Globalisierungsgegner: Hamburg wird zum Mekka der G-8-Gegner

Welt online 22. Mai 2007

In der Hansestadt eskaliert die Gewalt militanter Globalisierungsgegner. Immer öfter werden dabei auch Prominente Opfer von Brandanschlägen. Jetzt traf es Kai Diekmann, den Chef der “Bild”-Zeitung: Sein Auto wurde angezündet und brannte aus.

Vor dem Treffen der europäischen und asiatischen Außenminister Anfang kommender Woche an der Elbe und dem G8-Gipfel in Heiligendamm rückt Hamburg immer mehr ins Zentrum des Widerstands gewalttätiger Linksextremisten. Innerhalb von nur einer Woche verübten sie in der Hansestadt drei Anschläge. Der jüngste ereignete sich in der Nacht zu Dienstag. Unbekannte zündeten das Auto von “Bild”-Zeitungs-Chefredakteur Kai Diekmann an. Der Wagen brannte völlig aus.
Um 2.43 Uhr entdeckte ein Passant den Feuerschein im Hamburger Wohnviertel Harvestehude. Als die Feuerwehr eintraf, schlugen bereits hohe Flammen aus dem Mercedes, der vor dem Wohnhaus des Journalisten geparkt war. In dem Familienwagen verbrannten drei Kindersitze und ein Kinderwagen. Die Polizei leitete eine Sofortfahndung ein, doch die Täter entkamen unerkannt. Auch wenn zunächst kein Bekennerschreiben vorlag, ist es nach Einschätzung der Polizei wahrscheinlich, dass militante G-8-Gegner für den Anschlag verantwortlich sind.

Die Tat ist der vorläufige Höhepunkt einer Serie, bei der seit 2004 rund ein Dutzend Autos oder Wohnhäuser von Spitzenmanagern und Politikern in der Hansestadt zur Zielscheibe wurden. Erst am Freitag hatten Unbekannte das Haus des Vorstandsvorsitzenden der Lufthansa-Technik, August Wilhelm Henningsen, mit Farbbeuteln angegriffen. Anfang vergangener Woche bewarfen militante G8-Gegner das Luxushotel „Louis C. Jacob“ in Blankenese mit Farbe und Steinen. Zu der Tat bekannte sich später eine linksautonome Gruppe mit dem Namen „Gipfelstürmer“. Vermutlich gehen die Anschläge auf das Konto unterschiedlicher, äußerst konspirativ operierender Kleinstgruppen, doch das Vorgehen ist immer dasselbe: Die militanten G-8-Gegner schlagen nachts im Schutze der Dunkelheit irgendwo in Hamburg zu und sind längst verschwunden, bevor die Polizei vor Ort ist.

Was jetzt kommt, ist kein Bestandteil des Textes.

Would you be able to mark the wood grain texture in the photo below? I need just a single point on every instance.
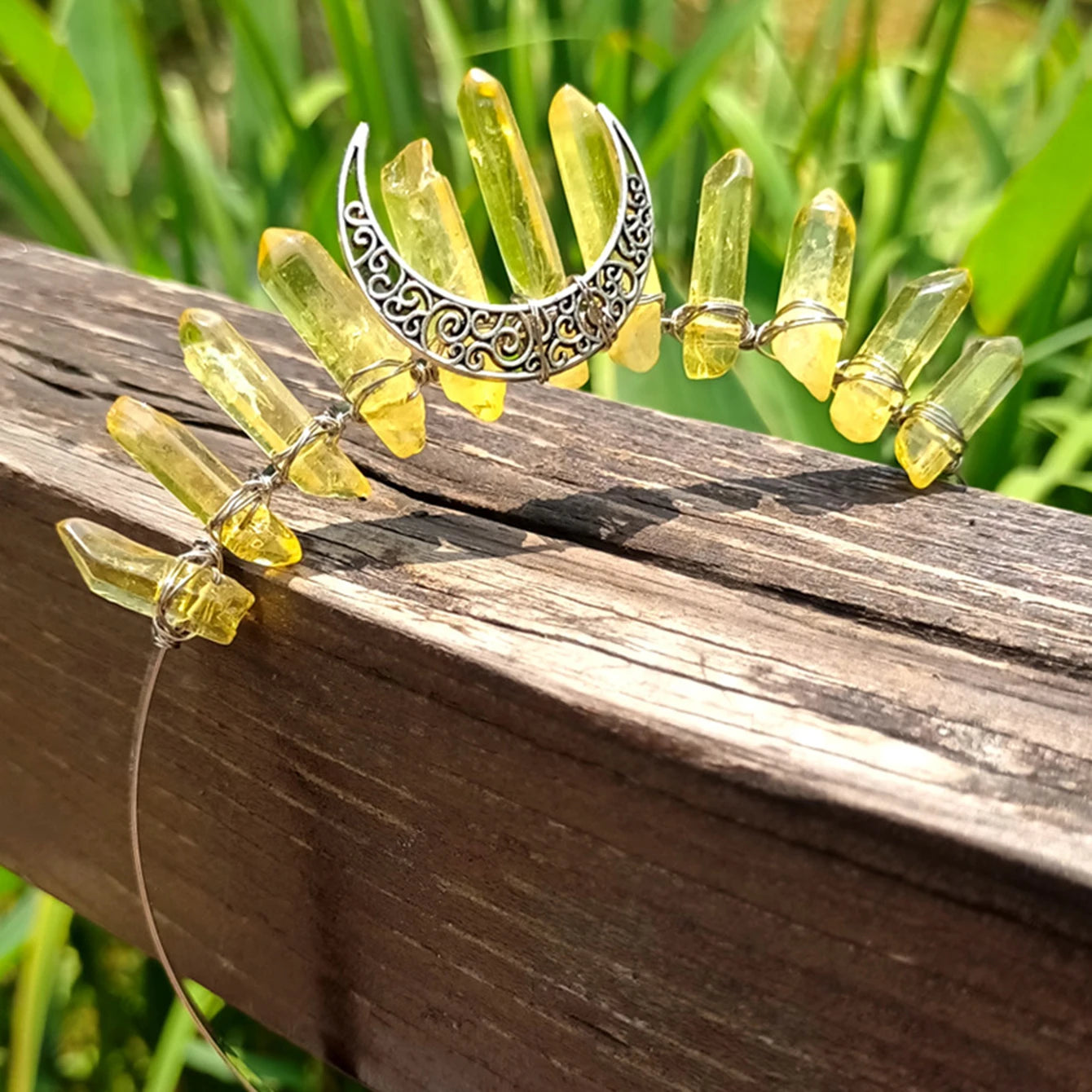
(597, 751)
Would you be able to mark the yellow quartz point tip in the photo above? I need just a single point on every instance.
(591, 178)
(908, 334)
(431, 237)
(342, 329)
(130, 575)
(513, 198)
(967, 394)
(189, 471)
(711, 343)
(818, 267)
(249, 392)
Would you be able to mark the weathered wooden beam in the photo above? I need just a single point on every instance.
(598, 751)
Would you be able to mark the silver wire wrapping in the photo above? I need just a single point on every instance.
(940, 417)
(876, 370)
(208, 553)
(752, 337)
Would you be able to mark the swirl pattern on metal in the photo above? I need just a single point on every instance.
(533, 340)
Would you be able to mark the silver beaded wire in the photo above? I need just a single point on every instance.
(751, 337)
(206, 555)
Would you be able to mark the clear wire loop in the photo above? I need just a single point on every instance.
(751, 337)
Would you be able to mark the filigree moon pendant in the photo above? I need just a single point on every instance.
(533, 340)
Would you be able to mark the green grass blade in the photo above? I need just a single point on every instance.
(262, 58)
(950, 18)
(33, 205)
(779, 187)
(169, 1059)
(677, 100)
(1059, 342)
(34, 991)
(15, 928)
(56, 176)
(175, 183)
(206, 183)
(1033, 221)
(26, 39)
(103, 46)
(392, 58)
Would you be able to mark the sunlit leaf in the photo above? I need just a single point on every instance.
(28, 41)
(1033, 221)
(106, 51)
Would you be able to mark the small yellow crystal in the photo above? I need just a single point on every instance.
(818, 267)
(711, 342)
(591, 177)
(342, 329)
(431, 237)
(130, 575)
(909, 332)
(969, 392)
(513, 198)
(189, 471)
(247, 390)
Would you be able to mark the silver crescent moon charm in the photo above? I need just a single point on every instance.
(534, 340)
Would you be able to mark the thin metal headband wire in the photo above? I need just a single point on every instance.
(206, 554)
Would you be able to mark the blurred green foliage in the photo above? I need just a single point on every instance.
(165, 134)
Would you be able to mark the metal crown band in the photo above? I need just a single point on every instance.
(501, 341)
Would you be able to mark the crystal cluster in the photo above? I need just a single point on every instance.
(369, 363)
(131, 575)
(711, 340)
(198, 598)
(376, 372)
(815, 284)
(873, 385)
(928, 443)
(871, 389)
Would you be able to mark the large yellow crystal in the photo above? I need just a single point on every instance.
(711, 342)
(818, 267)
(513, 198)
(431, 236)
(251, 394)
(130, 575)
(342, 329)
(189, 471)
(967, 392)
(591, 177)
(909, 332)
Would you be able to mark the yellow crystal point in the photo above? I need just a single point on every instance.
(818, 267)
(711, 342)
(431, 236)
(130, 575)
(189, 471)
(591, 177)
(909, 332)
(513, 198)
(247, 390)
(967, 394)
(342, 329)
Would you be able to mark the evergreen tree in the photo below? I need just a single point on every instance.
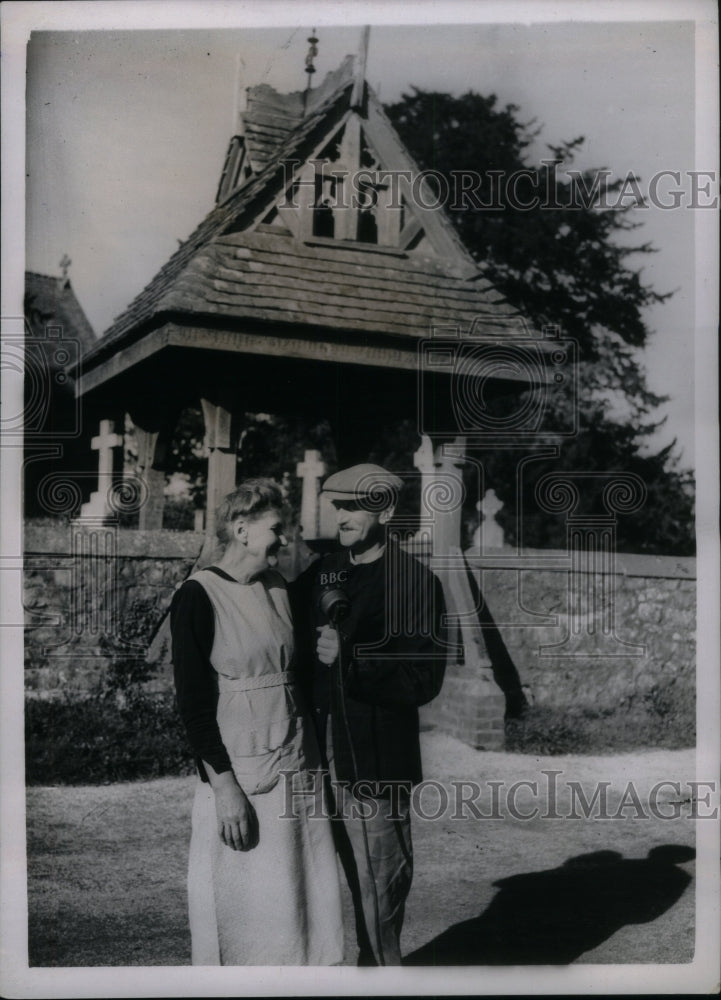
(561, 264)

Taten sind durch nichts zu rechtfertigen

Mittlerweile entwickelt sich die Serie in der Hansestadt zum Politikum. „Derartige Taten sind durch nichts zu rechtfertigen“, sagte Hamburgs Bürgermeister Ole von Beust. Man werde nicht hinnehmen, „dass Gewalt in unserer Stadt als Mittel zur Einschüchterung eingesetzt werden soll“. Misslich ist allerdings, dass es der Polizei bisher nicht gelungen ist, auch nur einen der Anschläge aufzuklären oder Tatverdächtige zu fassen. Zwar durchsuchten die Sicherheitsbehörden auf Veranlassung der Generalbundesanwältin vor zwei Wochen das linksautonome Stadtteilzentrum „Rote Flora“, das als Treffpunkt und Symbol der G8-Gegner in der Hansestadt geht. Einen konkreten Ermittlungserfolg oder gar Festnahmen gab es bislang aber nicht zu vermelden. „Hamburgs Sicherheit liegt nicht in guten Händen“, kritisiert deshalb der SPD-Fraktionschef in der Hamburgischen Bürgerschaft, Michael Neumann. Außer „wohlfeilen Worten“ falle dem Bürgermeister nichts zu der Anschlagsserie ein.

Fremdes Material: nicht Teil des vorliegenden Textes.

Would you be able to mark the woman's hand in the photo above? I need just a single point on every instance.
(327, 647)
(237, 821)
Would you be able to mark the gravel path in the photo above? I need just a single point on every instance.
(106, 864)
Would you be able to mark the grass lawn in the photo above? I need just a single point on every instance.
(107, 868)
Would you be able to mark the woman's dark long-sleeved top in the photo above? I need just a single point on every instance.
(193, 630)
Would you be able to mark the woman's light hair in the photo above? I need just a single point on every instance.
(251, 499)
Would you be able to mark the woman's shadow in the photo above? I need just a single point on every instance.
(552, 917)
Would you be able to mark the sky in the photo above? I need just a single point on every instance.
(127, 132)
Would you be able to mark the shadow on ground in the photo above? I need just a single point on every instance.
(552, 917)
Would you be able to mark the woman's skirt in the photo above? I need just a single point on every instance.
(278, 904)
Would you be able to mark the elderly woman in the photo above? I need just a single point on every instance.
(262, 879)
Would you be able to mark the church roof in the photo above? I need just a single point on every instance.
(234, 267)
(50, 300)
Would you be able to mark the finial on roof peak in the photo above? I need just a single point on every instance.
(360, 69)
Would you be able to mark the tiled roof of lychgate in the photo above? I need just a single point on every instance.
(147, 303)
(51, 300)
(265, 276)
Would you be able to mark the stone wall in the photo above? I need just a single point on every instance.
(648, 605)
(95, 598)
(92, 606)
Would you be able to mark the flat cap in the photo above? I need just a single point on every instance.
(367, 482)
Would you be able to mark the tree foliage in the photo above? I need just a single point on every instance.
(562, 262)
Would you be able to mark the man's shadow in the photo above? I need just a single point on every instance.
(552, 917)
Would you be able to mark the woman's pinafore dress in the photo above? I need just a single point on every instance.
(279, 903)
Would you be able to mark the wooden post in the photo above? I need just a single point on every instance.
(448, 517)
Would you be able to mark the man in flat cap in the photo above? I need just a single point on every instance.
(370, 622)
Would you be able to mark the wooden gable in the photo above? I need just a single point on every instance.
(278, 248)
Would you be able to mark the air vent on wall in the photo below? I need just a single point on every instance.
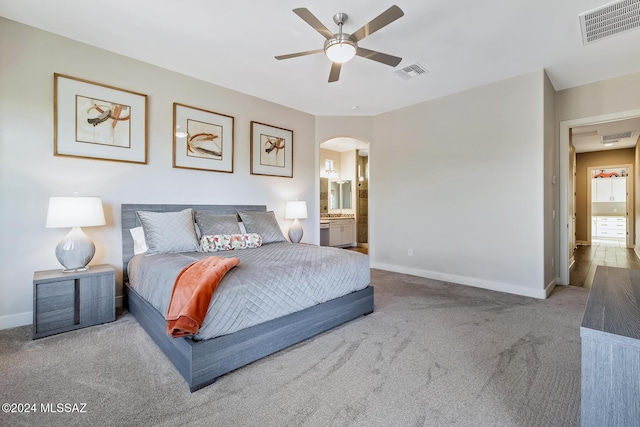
(411, 71)
(609, 20)
(616, 136)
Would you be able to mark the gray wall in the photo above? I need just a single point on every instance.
(459, 181)
(30, 174)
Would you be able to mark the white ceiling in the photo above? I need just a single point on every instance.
(463, 44)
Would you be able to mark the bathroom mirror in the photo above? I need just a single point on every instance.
(334, 195)
(345, 189)
(340, 195)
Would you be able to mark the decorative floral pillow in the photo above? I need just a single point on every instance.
(230, 242)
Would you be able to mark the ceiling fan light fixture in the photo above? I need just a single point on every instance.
(340, 48)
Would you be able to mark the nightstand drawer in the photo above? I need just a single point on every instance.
(66, 301)
(55, 305)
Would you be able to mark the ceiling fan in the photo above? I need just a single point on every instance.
(341, 47)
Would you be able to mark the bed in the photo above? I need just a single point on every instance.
(202, 360)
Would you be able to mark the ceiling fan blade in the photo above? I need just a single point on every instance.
(382, 20)
(310, 19)
(295, 55)
(378, 56)
(334, 75)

Dabei stehen der Hansestadt die „heißen Tage“ erst noch bevor. 2500 Polizisten halten sich bereit, um das Gipfeltreffen europäischer und asiatischer Außenminister (Asem) und ihrer Delegationen zu schützen, das am Montag im noblen Hotel „Atlantic“ an der Alster beginnt. Die linksautonome Szene will das Treffen zu einer Art Probelauf für den Widerstand gegen den G8-Gipfel nutzen. Im Internet laufen die Vorbereitungen. Zu einer Großdemonstration am Montag werden bis zu 5000 Globalisierungsgegner erwartet, von denen einige nach Einschätzung der Polizei gewaltbereit sind. Verfassungsschutzchef Heinz Fromm warnte, es gebe massive Drohungen in Bezug auf den Asem-Gipfel.
Die Globalisierungsgegner selbst luden zu einer Pressekonferenz ausgerechnet in die „Rote Flora“, die vor zwei Wochen von einem Großaufgebot der Polizei durchsucht worden war. Die Journalisten mussten am Eingang eine strenge Einlasskontrolle über sich ergehen lassen. Andreas Blechschmidt, Organisator der Demonstration während des Asem-Gipfels, kündigte massive Protestaktionen an. Man sei sich sicher, 10.000 Demonstranten auf die Straße zu bringen, erklärte er.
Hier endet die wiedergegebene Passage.